Cristiano Lima-Strong: Yes, that's right. I take the caller's point that it was several years after the transactions that they brought this challenge. Certainly, this is something that Meta has argued and a lot of the business community has said, which is, is this a slippery slope that the federal regulators being able to reach back in time and challenge transactions from several years prior, is that going to create an environment where companies feel like any past merger acquisition is never truly closed?
Certainly, this is something that we're going to likely hear the company continue to argue, but the court has affirmed that, yes, the agency had the right to bring this challenge even though it had happened years prior.
Amina Srna: We have a couple of listeners calling and texting in about how they use Meta's products to run their businesses. Let's go to John in Manhattan. Hi, John, you're on WNYC.

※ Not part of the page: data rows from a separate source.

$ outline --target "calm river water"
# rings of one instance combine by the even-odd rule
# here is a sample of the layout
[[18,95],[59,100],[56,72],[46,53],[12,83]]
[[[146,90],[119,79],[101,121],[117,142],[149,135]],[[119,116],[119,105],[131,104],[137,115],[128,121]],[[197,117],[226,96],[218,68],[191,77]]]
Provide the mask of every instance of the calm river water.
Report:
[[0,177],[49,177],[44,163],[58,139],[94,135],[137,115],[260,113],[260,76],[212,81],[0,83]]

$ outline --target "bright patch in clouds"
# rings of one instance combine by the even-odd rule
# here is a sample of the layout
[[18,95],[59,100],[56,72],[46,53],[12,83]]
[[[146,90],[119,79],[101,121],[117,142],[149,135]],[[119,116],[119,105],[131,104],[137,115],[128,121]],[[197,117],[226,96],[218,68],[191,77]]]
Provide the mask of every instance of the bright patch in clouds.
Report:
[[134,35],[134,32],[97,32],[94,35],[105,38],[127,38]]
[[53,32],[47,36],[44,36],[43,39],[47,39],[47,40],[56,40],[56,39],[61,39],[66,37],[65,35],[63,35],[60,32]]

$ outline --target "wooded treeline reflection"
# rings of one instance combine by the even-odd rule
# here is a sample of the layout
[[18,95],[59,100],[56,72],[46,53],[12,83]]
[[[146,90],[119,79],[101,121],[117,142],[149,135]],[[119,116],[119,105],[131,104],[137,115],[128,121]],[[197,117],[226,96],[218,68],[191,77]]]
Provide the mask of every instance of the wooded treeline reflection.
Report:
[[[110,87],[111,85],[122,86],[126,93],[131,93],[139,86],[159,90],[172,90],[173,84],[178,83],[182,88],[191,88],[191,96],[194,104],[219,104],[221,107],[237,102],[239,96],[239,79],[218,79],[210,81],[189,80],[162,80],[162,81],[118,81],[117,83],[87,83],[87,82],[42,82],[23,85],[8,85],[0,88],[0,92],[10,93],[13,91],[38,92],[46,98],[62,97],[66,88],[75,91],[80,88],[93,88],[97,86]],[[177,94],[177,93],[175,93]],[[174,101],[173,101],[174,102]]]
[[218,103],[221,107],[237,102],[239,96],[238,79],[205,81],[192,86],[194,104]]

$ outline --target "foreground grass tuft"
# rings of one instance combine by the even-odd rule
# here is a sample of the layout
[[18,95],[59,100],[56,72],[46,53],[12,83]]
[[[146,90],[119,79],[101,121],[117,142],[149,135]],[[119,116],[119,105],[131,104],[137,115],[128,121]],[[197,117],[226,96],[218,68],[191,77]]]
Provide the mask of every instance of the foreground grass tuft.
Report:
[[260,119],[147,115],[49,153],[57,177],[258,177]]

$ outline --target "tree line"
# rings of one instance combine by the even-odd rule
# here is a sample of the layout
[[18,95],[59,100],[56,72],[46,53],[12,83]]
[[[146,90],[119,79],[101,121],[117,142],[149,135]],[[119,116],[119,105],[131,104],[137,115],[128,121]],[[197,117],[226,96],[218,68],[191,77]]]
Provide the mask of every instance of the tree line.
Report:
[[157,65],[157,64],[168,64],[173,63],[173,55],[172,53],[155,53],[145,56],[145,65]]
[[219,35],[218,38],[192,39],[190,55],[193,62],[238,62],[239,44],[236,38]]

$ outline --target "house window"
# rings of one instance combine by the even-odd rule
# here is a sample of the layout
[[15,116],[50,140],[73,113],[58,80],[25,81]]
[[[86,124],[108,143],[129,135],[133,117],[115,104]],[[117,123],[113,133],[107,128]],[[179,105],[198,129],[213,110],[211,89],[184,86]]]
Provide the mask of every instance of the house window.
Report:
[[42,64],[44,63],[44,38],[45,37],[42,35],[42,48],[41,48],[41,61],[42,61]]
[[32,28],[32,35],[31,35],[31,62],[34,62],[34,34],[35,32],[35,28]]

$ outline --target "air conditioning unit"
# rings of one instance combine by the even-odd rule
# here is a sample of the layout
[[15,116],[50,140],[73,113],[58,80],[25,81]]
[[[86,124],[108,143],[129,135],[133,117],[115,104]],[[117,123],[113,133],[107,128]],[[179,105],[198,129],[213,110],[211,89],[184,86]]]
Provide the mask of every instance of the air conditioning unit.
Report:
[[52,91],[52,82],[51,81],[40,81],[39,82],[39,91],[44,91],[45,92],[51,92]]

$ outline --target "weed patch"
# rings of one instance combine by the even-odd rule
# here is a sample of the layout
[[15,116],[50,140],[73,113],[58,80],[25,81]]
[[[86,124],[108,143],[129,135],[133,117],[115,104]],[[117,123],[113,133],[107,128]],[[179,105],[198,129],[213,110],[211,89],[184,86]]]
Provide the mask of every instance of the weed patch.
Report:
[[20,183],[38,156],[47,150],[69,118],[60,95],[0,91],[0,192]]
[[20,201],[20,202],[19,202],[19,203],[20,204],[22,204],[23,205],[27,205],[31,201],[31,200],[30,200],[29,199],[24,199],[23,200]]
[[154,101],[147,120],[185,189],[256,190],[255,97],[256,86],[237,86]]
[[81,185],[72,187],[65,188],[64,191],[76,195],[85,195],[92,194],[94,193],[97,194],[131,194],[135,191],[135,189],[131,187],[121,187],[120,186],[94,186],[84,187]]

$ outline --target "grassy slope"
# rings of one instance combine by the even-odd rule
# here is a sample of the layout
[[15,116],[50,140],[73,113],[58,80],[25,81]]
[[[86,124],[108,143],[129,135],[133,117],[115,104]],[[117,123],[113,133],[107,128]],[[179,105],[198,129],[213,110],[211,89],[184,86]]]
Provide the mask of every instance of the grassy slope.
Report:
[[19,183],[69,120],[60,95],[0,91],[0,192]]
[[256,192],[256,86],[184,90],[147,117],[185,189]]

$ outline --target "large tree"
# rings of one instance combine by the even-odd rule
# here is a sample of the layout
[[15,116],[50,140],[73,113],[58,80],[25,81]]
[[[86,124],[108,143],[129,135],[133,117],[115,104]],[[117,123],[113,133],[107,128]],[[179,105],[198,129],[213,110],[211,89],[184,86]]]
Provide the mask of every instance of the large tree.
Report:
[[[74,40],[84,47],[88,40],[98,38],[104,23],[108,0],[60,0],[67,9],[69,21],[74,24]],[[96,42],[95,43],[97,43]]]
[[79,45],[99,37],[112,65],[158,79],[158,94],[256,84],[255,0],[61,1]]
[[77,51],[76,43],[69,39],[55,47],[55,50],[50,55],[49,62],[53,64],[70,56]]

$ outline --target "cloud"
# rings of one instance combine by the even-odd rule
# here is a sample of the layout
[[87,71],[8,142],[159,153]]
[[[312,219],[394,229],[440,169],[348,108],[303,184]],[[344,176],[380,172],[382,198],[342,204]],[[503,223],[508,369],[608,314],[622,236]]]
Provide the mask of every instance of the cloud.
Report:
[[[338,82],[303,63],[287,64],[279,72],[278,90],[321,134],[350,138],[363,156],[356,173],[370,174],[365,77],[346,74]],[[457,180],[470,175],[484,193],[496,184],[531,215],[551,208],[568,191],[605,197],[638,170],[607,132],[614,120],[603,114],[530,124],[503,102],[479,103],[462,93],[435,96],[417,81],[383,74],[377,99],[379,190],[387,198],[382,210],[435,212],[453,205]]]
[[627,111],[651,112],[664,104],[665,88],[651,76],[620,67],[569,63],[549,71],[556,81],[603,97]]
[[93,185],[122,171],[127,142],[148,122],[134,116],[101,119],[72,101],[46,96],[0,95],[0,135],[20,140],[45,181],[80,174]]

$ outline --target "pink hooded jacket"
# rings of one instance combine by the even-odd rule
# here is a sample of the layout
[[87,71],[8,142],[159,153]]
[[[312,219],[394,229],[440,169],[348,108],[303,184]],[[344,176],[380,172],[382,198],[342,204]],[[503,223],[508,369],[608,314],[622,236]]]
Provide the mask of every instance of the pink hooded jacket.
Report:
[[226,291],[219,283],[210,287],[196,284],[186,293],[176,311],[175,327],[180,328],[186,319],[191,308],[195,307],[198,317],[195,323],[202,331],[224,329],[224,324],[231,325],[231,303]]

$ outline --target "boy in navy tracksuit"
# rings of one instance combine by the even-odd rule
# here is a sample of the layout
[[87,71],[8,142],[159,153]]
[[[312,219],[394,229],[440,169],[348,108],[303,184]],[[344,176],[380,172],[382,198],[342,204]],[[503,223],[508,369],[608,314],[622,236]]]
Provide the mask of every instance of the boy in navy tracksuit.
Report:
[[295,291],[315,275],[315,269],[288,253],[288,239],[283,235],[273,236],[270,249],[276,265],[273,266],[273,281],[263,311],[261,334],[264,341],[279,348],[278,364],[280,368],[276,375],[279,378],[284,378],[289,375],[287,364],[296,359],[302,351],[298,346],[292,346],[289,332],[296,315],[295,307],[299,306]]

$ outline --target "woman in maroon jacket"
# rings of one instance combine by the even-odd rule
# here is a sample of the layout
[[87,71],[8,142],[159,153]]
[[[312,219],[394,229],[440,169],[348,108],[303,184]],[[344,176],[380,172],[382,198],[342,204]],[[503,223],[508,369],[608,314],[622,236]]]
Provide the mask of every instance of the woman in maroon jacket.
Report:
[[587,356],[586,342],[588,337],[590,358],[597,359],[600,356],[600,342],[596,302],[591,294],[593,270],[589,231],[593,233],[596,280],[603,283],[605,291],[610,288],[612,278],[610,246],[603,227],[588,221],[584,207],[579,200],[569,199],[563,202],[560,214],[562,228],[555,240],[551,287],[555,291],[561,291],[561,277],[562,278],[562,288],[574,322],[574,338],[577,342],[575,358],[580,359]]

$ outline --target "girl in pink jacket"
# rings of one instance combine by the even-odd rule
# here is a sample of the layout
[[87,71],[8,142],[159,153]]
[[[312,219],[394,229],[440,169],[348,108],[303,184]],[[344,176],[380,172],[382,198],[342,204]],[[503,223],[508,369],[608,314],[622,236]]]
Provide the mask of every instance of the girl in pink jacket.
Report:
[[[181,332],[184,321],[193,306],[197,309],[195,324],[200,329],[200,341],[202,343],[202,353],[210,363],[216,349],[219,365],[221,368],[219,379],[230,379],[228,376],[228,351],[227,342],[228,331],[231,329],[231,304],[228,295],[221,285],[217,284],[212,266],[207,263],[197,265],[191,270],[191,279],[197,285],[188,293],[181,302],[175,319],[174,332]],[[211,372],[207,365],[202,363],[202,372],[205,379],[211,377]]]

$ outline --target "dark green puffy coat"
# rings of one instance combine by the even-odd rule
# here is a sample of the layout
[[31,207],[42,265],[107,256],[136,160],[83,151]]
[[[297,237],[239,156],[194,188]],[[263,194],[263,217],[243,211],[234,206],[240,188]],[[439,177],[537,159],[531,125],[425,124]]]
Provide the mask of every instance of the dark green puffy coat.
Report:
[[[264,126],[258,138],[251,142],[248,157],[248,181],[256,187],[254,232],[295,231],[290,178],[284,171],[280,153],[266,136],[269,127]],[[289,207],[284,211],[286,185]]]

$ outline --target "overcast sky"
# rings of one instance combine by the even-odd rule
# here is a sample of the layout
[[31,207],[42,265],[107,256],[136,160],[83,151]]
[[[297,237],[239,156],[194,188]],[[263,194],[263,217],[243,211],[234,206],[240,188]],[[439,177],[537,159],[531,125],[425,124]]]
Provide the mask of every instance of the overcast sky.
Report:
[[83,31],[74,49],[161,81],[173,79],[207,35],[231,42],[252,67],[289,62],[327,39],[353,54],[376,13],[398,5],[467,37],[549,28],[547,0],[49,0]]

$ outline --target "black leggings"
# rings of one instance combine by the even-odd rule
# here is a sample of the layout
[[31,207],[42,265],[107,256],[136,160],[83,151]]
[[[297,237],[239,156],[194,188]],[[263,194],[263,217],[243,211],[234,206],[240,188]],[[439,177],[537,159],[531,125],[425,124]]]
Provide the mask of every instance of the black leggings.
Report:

John: Hello. Thanks for taking my call. I do have a question about posting links to online stores. I have one, and I have noticed that Instagram and Facebook don't allow you anymore to link out to a different online store. They have their own sales platforms, and they want you to use those. I'm just wondering if you're talking about monopolies stifling competition, is something like that something that the courts would consider? The fact that you have to sell products through them if you use their platform.
Amina Srna: John, thank you so much for your call. Cristiano, do you have an answer for John?
Cristiano Lima-Strong: Yes. I'm not familiar with the particulars of linking out, but this is what's typically referred to as self-preferencing. This idea that a company is able to give its own products preferential treatment because it owns a large platform, so it's able to reroute users to some of its own other services. This is something that's a more novel competition theory. I'm not sure if it's something that the court would actively consider in this case, but it's certainly something that competition advocates for a long time have been sounding the alarm about being an anti-competitive effect of a monopoly in this space.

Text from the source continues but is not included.